The police force said Tuesday that its "sensitive and international investigations" unit is leading the investigation.

The province removed 7,400 acres of land from the Greenbelt last year as part of its broader push to build 1.5 million homes by 2031, while adding land elsewhere. The swap triggered a public outcry and investigations from two legislative watchdogs. 

In January, the Ontario Provincial Police said it was working to determine whether it should investigate and in August the force referred the matter to the RCMP out of concern over a perceived conflict of interest.

The RCMP had been assessing whether to launch a probe since then. On Tuesday, the Mounties said an investigation into the land swap had begun. 

"Following a referral from the Ontario Provincial Police, the RCMP O Division’s Sensitive and International Investigations unit has now launched an investigation into allegations associated to the decision from the Province of Ontario to open parts of the Greenbelt for development," Cpl. Christy Veenstra wrote in a statement.

Veenstra said no further details would be released to protect the integrity of the investigation.

Premier Doug Ford's office said the government would work with the Mounties. 

"We have zero tolerance for any wrongdoing and expect anyone involved in the decision-making about the Greenbelt lands to have followed the letter of the law," it wrote in a statement. 

"Out of respect for the police and their process, we will not be commenting further at this time.”

Ford has previously said he is confident nothing criminal took place.

The RCMP's sensitive and international investigations unit specializes in "sensitive, high risk matters that cause significant threats to Canada's political, economic and social integrity of its institutions across Canada and internationally," the force's website says.

The squad performs political investigations that examine elected officials on allegations of fraud, financial crimes, corruption and breach of trust.

Ontario created the Greenbelt in 2005 to protect agricultural and environmentally sensitive lands in the Greater Golden Horseshoe area from development.

Two legislative watchdogs examining the government's land swap found the process to select which lands were removed from the Greenbelt was flawed and favoured certain developers.

The province's integrity commissioner, J. David Wake, found Steve Clark, the province's housing minister at the time, violated ethics rules. 

Clark resigned shortly after the commissioner's report was released. 

The auditor general, Bonnie Lysyk, in a separate report found the developers stood to see their land value increase by $8.3 billion because of the land swap.

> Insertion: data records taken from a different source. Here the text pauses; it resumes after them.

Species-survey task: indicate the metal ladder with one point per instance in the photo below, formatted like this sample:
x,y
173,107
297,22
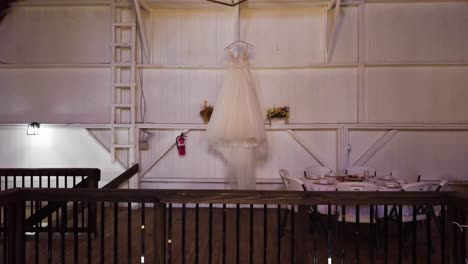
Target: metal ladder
x,y
123,90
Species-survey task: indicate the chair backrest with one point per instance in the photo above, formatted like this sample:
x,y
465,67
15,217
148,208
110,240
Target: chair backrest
x,y
359,170
417,187
408,174
317,171
441,186
291,183
356,187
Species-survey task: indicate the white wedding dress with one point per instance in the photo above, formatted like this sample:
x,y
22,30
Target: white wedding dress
x,y
236,126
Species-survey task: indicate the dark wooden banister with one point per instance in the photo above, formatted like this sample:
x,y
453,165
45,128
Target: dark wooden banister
x,y
237,196
49,209
18,197
126,175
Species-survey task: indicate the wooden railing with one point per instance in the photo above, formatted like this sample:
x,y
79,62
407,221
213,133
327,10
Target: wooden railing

Both the integrity commissioner and the auditor general focused their probes on Clark's chief of staff at the time, Ryan Amato.

Lysyk found that more than 90 per cent of the land removed from the Greenbelt was in five sites passed on to Amato by two prominent developers Amato met at an industry dinner.

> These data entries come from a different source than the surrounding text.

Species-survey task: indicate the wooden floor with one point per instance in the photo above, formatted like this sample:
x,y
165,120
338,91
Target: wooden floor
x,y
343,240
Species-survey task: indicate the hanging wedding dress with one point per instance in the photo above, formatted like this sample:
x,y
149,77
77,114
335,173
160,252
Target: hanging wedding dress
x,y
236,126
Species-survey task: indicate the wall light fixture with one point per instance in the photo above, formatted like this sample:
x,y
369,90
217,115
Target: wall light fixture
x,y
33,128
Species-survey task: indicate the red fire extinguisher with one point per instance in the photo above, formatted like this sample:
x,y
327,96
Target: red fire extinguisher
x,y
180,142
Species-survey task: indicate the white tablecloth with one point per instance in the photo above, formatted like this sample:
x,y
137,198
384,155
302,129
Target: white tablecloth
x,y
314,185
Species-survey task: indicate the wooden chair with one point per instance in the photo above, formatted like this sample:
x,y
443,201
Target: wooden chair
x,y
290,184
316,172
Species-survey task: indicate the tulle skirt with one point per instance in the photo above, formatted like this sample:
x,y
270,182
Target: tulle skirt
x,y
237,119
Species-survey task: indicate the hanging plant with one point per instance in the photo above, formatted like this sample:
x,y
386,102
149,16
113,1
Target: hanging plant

Wake found no evidence of developers being specifically tipped off that the government was considering Greenbelt removals – though he found one developer "questionable" on that point – but that Amato's actions and conversations with them had that effect.

Amato resigned shortly after the auditor general's report.

He has previously said he did nothing wrong and declined to comment Tuesday. 

"On the advice of my legal counsel it would be inappropriate for me to comment on an ongoing police investigation," Amato wrote in an email.

Ford has since apologized for the land swap and said in September that the 15 parcels of removed land would all be returned to the Greenbelt. 

The premier also pledged to not touch the Greenbelt in the future.

The aftermath of the watchdog probes saw several high-profile resignations, including Clark and another cabinet member, Kaleed Rasheed.

The province is soon set to table legislation so future changes to the Greenbelt would have to be done through the legislature and not by regulation, as the Ford government did last November.

The opposition roundly supported the RCMP probe on Tuesday.

New Democrat Leader Marit Stiles said Ford's government is "spiralling out of control."

"It is absolutely shameful that under Premier Ford’s leadership this government has appeared to have acted so improperly that the RCMP was compelled to launch an investigation," Stiles said.

Interim Liberal Leader John Fraser also welcomed the probe. 

​"Where there’s smoke there’s fire, and we need to get to the bottom of why a handful of the premier’s friends and fundraisers were given the inside track for an $8.3-billion windfall," he said.

Green Party of Ontario Leader Mike Schreiner said an RCMP investigation is key to delivering justice and accountability to Ontarians.

"I am pleased to hear that the RCMP is investigating the corrupt process that saw a few wealthy, well-connected land speculators cash in $8.3 billion on Ontario’s Greenbelt," Schreiner said. 

"The people of this province put their trust in the premier, and he chose deals for developers over everyday Ontarians."